WSKG - State education leaders are rolling out a plan aimed at addressing the commonwealth’s K-12 teacher shortage.
Acting Secretary of Education Eric Hagerty said Monday that the plan aims to get more teachers into the classroom by 2025 – and keep them there.
“Teaching is the profession that unlocks the workforce for all other professions, so we must find ways to encourage more individuals to answer the call and enter the classroom,” he said.
Data outlined in a 20-page packet shows more than 7,600 new teachers were working in schools in the 2014-15 school year. While the number has ebbed and flowed in the past seven years, just over 5,000 new teachers were working at the start of the 2020 school year.
The number of teachers that completed their certification requirements also dropped by two thirds between 2010 and 2020, according to other Department of Education data.
The agency’s strategy singles out streamlining certification requirements, improving training programs, and offering teachers more on-the-job support as key to attracting more teachers.
Its five “focus areas” include:
- Meeting staffing needs at schools in each of the state’s geographical areas;
- Making sure educators and school staff come from diverse backgrounds;
- Improving how the Department of Education issues teacher certifications and other licensing;
- Ensuring teachers are prepared to face classrooms once they’re certified; and
- Allowing teachers to develop themselves professionally on the job.

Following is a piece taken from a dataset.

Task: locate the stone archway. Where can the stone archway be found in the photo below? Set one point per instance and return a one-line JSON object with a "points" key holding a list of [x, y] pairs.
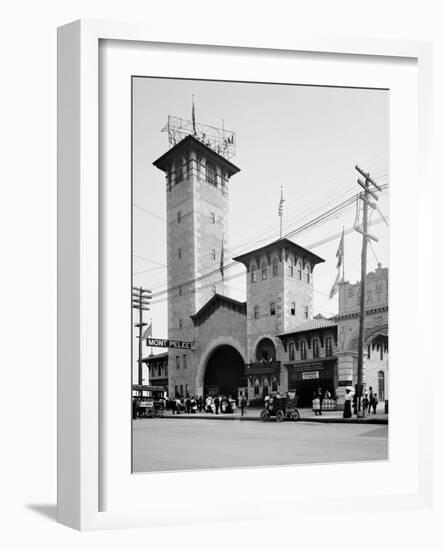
{"points": [[224, 372], [206, 356]]}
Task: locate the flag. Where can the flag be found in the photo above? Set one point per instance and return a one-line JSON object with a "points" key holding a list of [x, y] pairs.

Though it specifically calls for recruiting around 3,600 more people per year into teacher training programs by 2025, the plan does not spell out any specific goal for increasing the number of teachers in classrooms.
“It’s difficult to quantify statewide,” Hagerty explained. “The appropriate number of teachers is probably going to be different for each district based on different needs.”

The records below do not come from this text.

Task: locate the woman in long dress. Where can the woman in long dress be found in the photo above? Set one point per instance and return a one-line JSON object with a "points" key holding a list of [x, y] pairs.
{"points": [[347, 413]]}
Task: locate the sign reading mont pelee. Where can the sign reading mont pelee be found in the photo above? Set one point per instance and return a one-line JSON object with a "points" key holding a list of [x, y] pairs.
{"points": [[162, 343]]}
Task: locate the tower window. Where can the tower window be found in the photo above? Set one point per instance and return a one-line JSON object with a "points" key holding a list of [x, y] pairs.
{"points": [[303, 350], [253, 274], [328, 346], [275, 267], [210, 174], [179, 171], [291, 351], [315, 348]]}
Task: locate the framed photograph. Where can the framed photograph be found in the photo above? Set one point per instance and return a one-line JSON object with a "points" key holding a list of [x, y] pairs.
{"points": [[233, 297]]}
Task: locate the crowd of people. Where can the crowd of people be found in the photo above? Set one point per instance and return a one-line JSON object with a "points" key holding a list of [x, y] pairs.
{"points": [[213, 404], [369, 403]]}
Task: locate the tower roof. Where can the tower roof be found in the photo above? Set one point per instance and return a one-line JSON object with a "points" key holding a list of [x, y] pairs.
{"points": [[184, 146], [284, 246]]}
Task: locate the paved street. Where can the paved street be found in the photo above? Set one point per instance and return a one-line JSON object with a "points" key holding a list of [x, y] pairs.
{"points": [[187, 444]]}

Groups such as the Pennsylvania State Education Association were among those who offered input on the plan. Spokesperson Chris Lilienthal said some teachers have complained they’ve had to forgo breaks and planning periods to teach classes that lack a full-time staff member.
“If teachers have no opportunity to plan or to de-stress, that’s a toxic work environment,” Lilenthal said.
Laura Boyce of educator advocacy group Teach Plus said she previously worked as a principal. She explained she once had to teach a 5th grade class for six months as her school searched for a full-time replacement.
“I got to school at 5 a.m. I worked 14-hour days,” Boyce said. “I tried my best to juggle my administrative duties while meeting my student’s needs and it nearly killed me.”
Boyce added students have been feeling the effects of the shortage for years.
“Imagine being a student with no teacher: your class is being covered by a substitute, or split up among other classrooms, or experiencing a revolving door of tired teachers covering your class during their prep periods,” she said. “How can you learn with no teacher?”
Many of the teachers state leaders have spoken with said they don’t feel their communities or supervisors respect them enough. Boyce said both groups are key to improving that culture.
“Our policymakers can signal through their policies that they value teachers,” Boyce said. “Some of the legislation that we’ve seen recently that pits teachers against communities or presents teachers as people who are indoctrinating students certainly doesn’t help the perception…or the morale of teachers.”
“We have a lot of work to do to make teachers feel that respect and sort of get back to the days of ‘bring an apple to your teacher and thank them for everything they do,’” Hagerty added.